- Education: University of Pennsylvania Washington University in St. Louis
- Scientific career
- Fields: Internal medicine, medical simulation
- Workplaces: Washington University in St. Louis Cornell University

= Yoon Kang =

American internist and academic administrator

Yoon Kang is an American internist and academic administrator specializing in medical simulation. She is the Richard P. Cohen, M.D. Professor of Medical Education and the senior associate dean for education at Weill Cornell Medicine.

== Life ==
Kang completed a B.S., summa cum laude, in economics with a concentration in finance from the Wharton School at the University of Pennsylvania in 1991. She earned a M.D. from the Washington University School of Medicine in 1995. Kang completed an internal medicine residency and served as chief resident at Barnes-Jewish Hospital.

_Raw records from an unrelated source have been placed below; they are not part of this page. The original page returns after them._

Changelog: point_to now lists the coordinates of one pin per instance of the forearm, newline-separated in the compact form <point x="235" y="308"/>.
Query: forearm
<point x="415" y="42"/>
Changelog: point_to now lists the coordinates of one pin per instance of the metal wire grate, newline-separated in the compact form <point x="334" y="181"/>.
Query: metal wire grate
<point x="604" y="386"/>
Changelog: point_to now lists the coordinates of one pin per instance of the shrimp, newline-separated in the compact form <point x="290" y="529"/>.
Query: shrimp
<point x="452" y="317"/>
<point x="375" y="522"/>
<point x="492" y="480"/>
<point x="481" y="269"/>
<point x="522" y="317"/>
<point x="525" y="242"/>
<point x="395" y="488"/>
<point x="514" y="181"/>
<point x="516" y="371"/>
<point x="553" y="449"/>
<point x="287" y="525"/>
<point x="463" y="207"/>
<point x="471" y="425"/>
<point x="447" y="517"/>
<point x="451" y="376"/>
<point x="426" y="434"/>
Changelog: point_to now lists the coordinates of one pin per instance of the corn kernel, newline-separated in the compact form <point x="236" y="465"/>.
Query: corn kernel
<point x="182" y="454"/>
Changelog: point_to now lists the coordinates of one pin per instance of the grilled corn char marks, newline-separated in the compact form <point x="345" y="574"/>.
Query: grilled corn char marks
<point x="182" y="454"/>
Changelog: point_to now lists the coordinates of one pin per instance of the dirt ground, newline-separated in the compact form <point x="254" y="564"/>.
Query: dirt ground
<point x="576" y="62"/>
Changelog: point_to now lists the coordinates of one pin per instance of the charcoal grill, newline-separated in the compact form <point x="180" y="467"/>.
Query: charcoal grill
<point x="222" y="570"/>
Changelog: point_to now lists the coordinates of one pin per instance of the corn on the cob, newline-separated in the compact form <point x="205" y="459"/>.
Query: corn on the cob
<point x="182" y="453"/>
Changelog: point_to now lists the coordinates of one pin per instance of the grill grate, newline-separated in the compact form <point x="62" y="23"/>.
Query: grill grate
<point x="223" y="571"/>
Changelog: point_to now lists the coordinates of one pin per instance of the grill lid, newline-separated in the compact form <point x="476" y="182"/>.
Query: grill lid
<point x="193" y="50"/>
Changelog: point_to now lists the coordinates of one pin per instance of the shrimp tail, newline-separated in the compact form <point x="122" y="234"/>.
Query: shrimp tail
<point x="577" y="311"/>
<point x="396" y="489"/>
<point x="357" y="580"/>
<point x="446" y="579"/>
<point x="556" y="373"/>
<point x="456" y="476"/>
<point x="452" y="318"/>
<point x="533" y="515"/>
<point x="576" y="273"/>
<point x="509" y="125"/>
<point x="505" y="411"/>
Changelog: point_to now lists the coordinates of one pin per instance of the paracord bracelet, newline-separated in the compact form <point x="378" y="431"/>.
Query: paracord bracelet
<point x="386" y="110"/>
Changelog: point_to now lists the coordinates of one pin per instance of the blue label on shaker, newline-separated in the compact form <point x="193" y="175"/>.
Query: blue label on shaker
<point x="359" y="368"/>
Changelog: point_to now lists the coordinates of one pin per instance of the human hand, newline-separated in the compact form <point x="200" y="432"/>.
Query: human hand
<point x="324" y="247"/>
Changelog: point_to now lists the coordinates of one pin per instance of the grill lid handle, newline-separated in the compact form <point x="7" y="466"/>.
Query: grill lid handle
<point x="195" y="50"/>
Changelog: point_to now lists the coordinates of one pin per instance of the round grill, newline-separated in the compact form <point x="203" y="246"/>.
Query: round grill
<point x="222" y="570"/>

Kang worked as the director of standardized patient programs at the Washington University School of Medicine. She joined the Weill Cornell Medicine in 2003 as an assistant professor of medicine. She specializes in medical simulation and technology-based education innovation. She led the simulation education program and became the founding director of the Margaret and Ian Smith Clinical Skills Center in 2006. Kang was promoted to assistant professor in 2009 and an associate professor later that year. In 2015, she became the first assistant dean of clinical curriculum. She was promoted to associate dean for program development and operations (medical education), and associate dean for program development, operations, and continuous quality improvement. She became the acting senior associate dean of education in January 2019, succeeding Barbara L. Hempstead. She formally assumed the role on December 9, 2019. In 2023, she became the Richard P. Cohen, M.D. Professor of Medical Education and a professor of medicine.